Like a River, Daniel Jack Lyons’ series of portraits of queer and trans youth in the Brazilian Amazon, will be on display at the gothic, Église des Frères Prêcheurs. Frida Orupabo’s How Fast Shall We Sing, in which the Nigerian-Norwegian artist deconstructs the violence, racism, and pervasive stereotypes that underpin historical depictions of black women, will be on display at, La Mécanique Générale.
Group exhibitions include, But Still, it Turns, which features work from some of the finest visual storytellers of today, including English photographer Vanessa Winship with her critically acclaimed, It Dances on Jackson; Gregory Halpern’s award-winning observations of Southern California: ZZYZX, and Oscar-nominated director Romell Ross’ eponymous series on Alabama’s Hale County. Free from constructed narrative these bodies of work subvert the traditional documentary style, and together provide a nuanced portrait of contemporary life in the United States.
To Heal a World, at the Palais de l’Archevêché brings together more than 600 images from the underexplored photographic archives of the International Red Cross and Red Crescent Movement, from 1850 onwards. The work of some of the most prominent names in modern photography, including numerous Magnum members, is presented alongside those captured by humanitarian workers, in order to explore humanitarian imagery and more broadly, the complexities of work in the field.
Ritual Inhabitual at the Chapelle Saint-Martin Du Méjan, narrates the struggle of the Mapuche (“people of the earth”) for biodiversity in their native Araucania, Southern Chile. Set against a backdrop of rising violence between nationalist organizations, industrialist private militias, and the army’s special anti-terrorist forces, fueled by exploitation and trafficking of resources, it narrates the Mapuche’s spiritual fight against the forces of capital and raises questions on consumption and monocultures.

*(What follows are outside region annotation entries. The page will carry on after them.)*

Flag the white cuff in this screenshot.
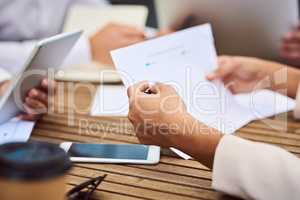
[62,36,92,68]
[0,68,11,83]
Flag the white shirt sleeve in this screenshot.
[213,136,300,200]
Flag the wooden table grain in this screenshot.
[31,82,300,200]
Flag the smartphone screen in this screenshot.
[68,143,149,160]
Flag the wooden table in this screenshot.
[32,83,300,200]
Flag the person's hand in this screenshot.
[90,23,145,65]
[207,56,283,93]
[128,82,222,168]
[280,25,300,67]
[0,81,10,96]
[18,79,56,121]
[128,82,189,147]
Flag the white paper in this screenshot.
[0,119,35,144]
[98,24,295,159]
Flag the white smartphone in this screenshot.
[60,142,160,165]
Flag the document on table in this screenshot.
[92,24,295,158]
[0,119,35,145]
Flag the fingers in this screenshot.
[26,88,48,106]
[40,78,56,92]
[127,81,157,99]
[17,114,41,121]
[206,56,239,81]
[156,28,176,37]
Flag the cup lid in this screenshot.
[0,142,72,180]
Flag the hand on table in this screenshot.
[18,79,56,121]
[128,82,187,147]
[207,56,282,93]
[280,24,300,67]
[0,81,10,99]
[128,82,222,168]
[90,23,145,65]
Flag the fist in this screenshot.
[128,82,188,148]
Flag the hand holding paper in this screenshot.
[112,24,294,134]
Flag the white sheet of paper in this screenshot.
[0,119,35,144]
[94,24,295,158]
[64,5,148,36]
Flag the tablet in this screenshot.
[156,0,298,61]
[0,31,81,124]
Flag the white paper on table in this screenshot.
[94,24,295,159]
[0,119,35,144]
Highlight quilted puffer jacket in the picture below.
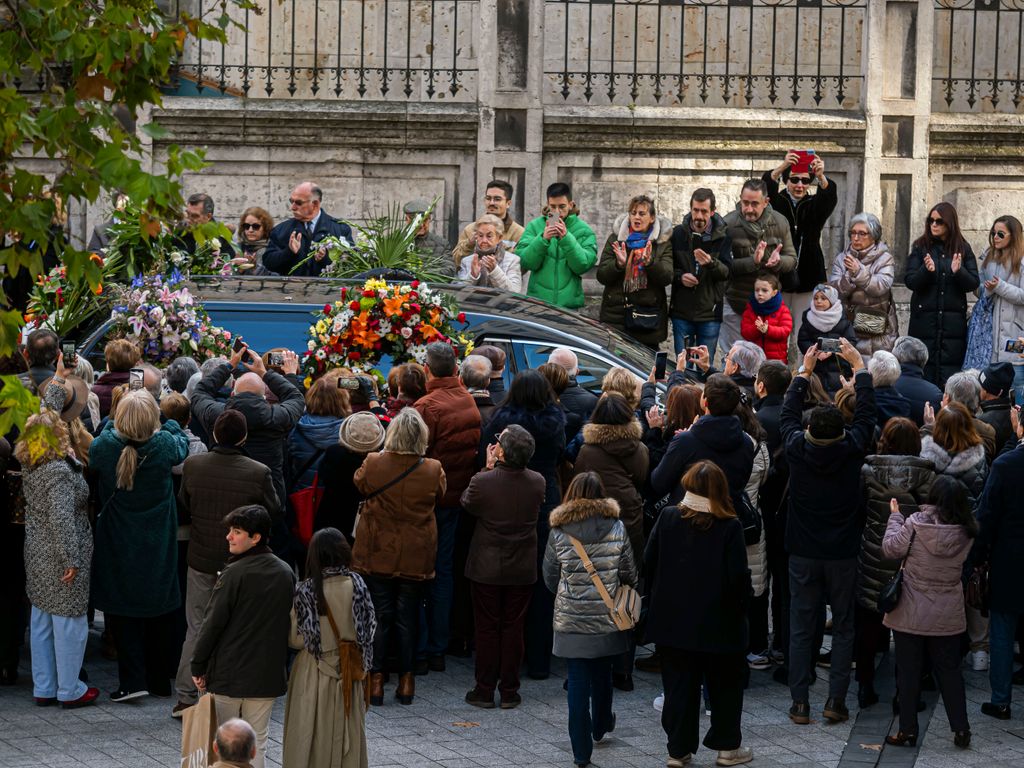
[857,456,935,610]
[544,499,637,635]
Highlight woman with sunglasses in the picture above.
[904,203,981,388]
[965,216,1024,402]
[231,206,273,274]
[831,213,899,354]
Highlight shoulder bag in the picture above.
[352,456,423,539]
[565,534,640,631]
[874,529,918,613]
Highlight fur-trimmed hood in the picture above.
[583,419,643,445]
[548,499,618,528]
[611,213,672,244]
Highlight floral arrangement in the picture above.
[109,269,231,366]
[303,280,473,381]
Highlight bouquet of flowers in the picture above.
[303,280,473,380]
[109,269,231,366]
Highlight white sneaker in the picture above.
[715,746,754,765]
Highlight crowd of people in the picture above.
[0,148,1024,768]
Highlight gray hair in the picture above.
[867,349,902,387]
[498,424,537,469]
[164,357,199,392]
[461,354,490,389]
[384,408,430,456]
[943,371,981,414]
[729,341,765,379]
[893,336,928,368]
[847,211,882,243]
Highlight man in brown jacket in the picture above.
[414,341,480,672]
[171,409,281,718]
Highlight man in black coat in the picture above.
[972,408,1024,720]
[781,339,876,725]
[893,336,942,427]
[263,181,355,278]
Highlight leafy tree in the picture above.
[0,0,251,438]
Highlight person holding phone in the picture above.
[669,187,732,369]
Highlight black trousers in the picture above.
[364,575,424,675]
[657,645,746,758]
[893,631,971,733]
[103,611,181,696]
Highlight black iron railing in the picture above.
[170,0,479,101]
[545,0,867,109]
[932,0,1024,112]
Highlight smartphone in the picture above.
[790,150,814,173]
[128,368,145,389]
[60,341,78,369]
[818,336,842,352]
[654,351,669,381]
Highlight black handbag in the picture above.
[874,530,918,613]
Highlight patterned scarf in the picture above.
[293,567,377,672]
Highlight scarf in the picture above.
[750,292,782,317]
[293,566,377,672]
[807,285,843,334]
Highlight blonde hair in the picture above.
[114,389,160,490]
[601,366,640,411]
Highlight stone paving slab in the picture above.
[0,635,1024,768]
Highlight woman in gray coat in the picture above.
[544,472,637,766]
[14,372,99,709]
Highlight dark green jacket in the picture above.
[670,213,732,323]
[89,420,188,618]
[597,214,672,346]
[515,213,597,309]
[725,206,797,314]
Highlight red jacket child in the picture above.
[739,273,793,362]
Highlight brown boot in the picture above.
[394,672,416,705]
[370,672,384,707]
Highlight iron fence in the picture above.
[169,0,479,101]
[545,0,867,109]
[932,0,1024,112]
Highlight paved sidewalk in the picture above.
[0,633,1024,768]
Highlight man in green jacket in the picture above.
[515,181,597,309]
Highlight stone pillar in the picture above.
[862,0,935,281]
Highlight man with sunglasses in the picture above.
[762,150,839,348]
[263,181,355,278]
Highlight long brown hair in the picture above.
[679,461,736,530]
[913,201,967,256]
[981,216,1024,274]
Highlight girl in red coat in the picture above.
[739,272,793,362]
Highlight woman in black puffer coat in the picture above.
[853,417,935,709]
[903,203,980,389]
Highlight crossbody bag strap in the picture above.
[362,456,423,501]
[565,534,615,610]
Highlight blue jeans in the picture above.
[672,317,722,369]
[565,656,615,763]
[31,605,89,701]
[988,610,1017,706]
[420,507,459,656]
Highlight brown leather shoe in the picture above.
[370,672,384,707]
[394,672,416,705]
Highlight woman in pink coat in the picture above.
[882,475,978,749]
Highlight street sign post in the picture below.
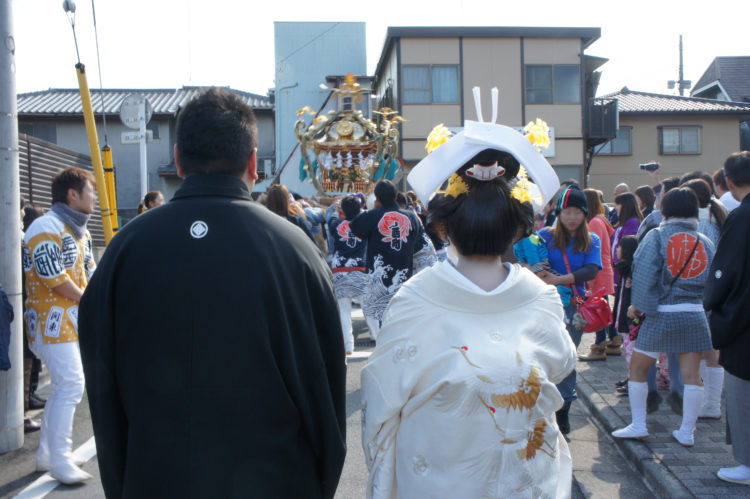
[120,94,153,199]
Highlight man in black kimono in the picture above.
[79,89,346,498]
[349,180,437,339]
[703,151,750,485]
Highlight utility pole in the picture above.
[667,35,692,97]
[0,0,23,454]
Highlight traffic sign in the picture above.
[120,94,153,130]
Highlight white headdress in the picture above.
[407,87,560,206]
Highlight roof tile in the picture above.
[597,87,750,114]
[17,87,273,115]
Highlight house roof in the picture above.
[597,87,750,115]
[18,87,273,116]
[691,56,750,102]
[375,26,602,83]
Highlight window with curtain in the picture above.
[404,66,430,104]
[526,64,581,104]
[659,126,701,154]
[594,126,633,156]
[432,66,458,103]
[403,65,458,104]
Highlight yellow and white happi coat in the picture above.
[23,212,96,345]
[362,262,576,499]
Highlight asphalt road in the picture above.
[0,309,653,499]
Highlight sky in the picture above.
[11,0,750,99]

As always, the exhibitions will be accompanied by a diverse program of talks and workshops, along with the portfolio review that was first launched in 2006, and returns during the opening week, offering photographers the opportunity to have their portfolios assessed by leading industry experts. In addition, France PhotoBook will host a book fair at the heart of the festival, featuring over 50 publishers from more than 15 countries across the globe.
The 53rd Rencontres d’Arles runs from July 4 – September 25, 2022.